Location: Soil and Water Management Research
Title: Using conservation tillage to increase yield and water use efficiency of corn and cotton under deficit irrigation Authors
Submitted to: Soil and Water Conservation Society
Publication Type: Abstract Only
Publication Acceptance Date: March 14, 2012
Publication Date: July 29, 2012
Citation: Baumhardt, R.L., Schwartz, R.C., Howell, T.A. 2012. Using conservation tillage to increase yield and water use efficiency of corn and cotton under deficit irrigation. [abstract]. Soil and Water Conservation Society.
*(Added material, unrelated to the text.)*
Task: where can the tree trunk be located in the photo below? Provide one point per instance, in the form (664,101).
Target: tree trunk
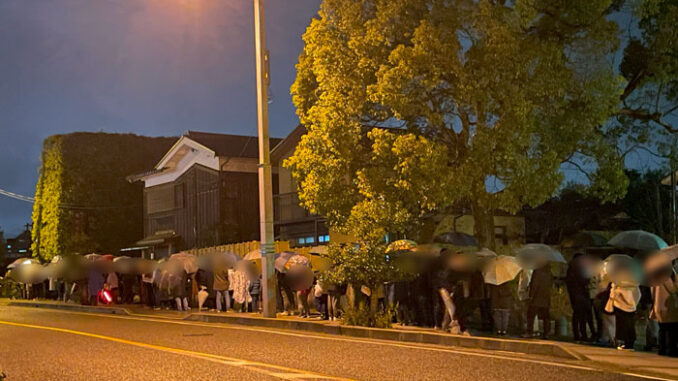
(374,300)
(484,226)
Paper No.61319939. Technical Abstract: Southern High Plains producers supplement the erratic growing season rainfall with irrigation using ground water from the Ogallala Aquifer. Increased pumping costs and declining well capacities in this region require improved precipitation capture and crop water use efficiency to maintain production stability and profitability. Separate blocks of corn (Zea mays L.) and cotton (Gossypium hirsutum L.) were grown in rotation with wheat (Triticum aestivum L.) and intervening fallow to store precipitation in a disk, sweep, and no till Pullman soil (fine, mixed, superactive, thermic Torrertic Paleustoll) at the USDA-ARS Conservation and Production Research Laboratory, Bushland, TX. Summer crops were irrigated by lateral move mid-elevation sprinklers in blocks receiving about 25 or 50 mm every 10-14 days, which correspond to limited, but common, well pumping capacities for the region. Crop water use was estimated from a soil water balance of measured precipitation, irrigation, and soil water content and evaluated in relation to crop growth and yield. Residue retaining no-till reduced evaporation and increased the soil water stored during fallow from 40 mm to 80 mm compared with sweep and disk tillage. Cumulative ET increased with increasing irrigation, but residue retaining sweep and no-till practices did not affect ET compared with disk tillage. Compared with disk tillage, no-till corn and cotton yields increased 80% and 50% under irrigation of about 2.5 mm d**1. At the higher about 5.0 mm d**1 irrigation rate no-till yields increased 25% and 40%. We conclude that residue reduced growing season evaporation, which increased water use efficiency and crop yields.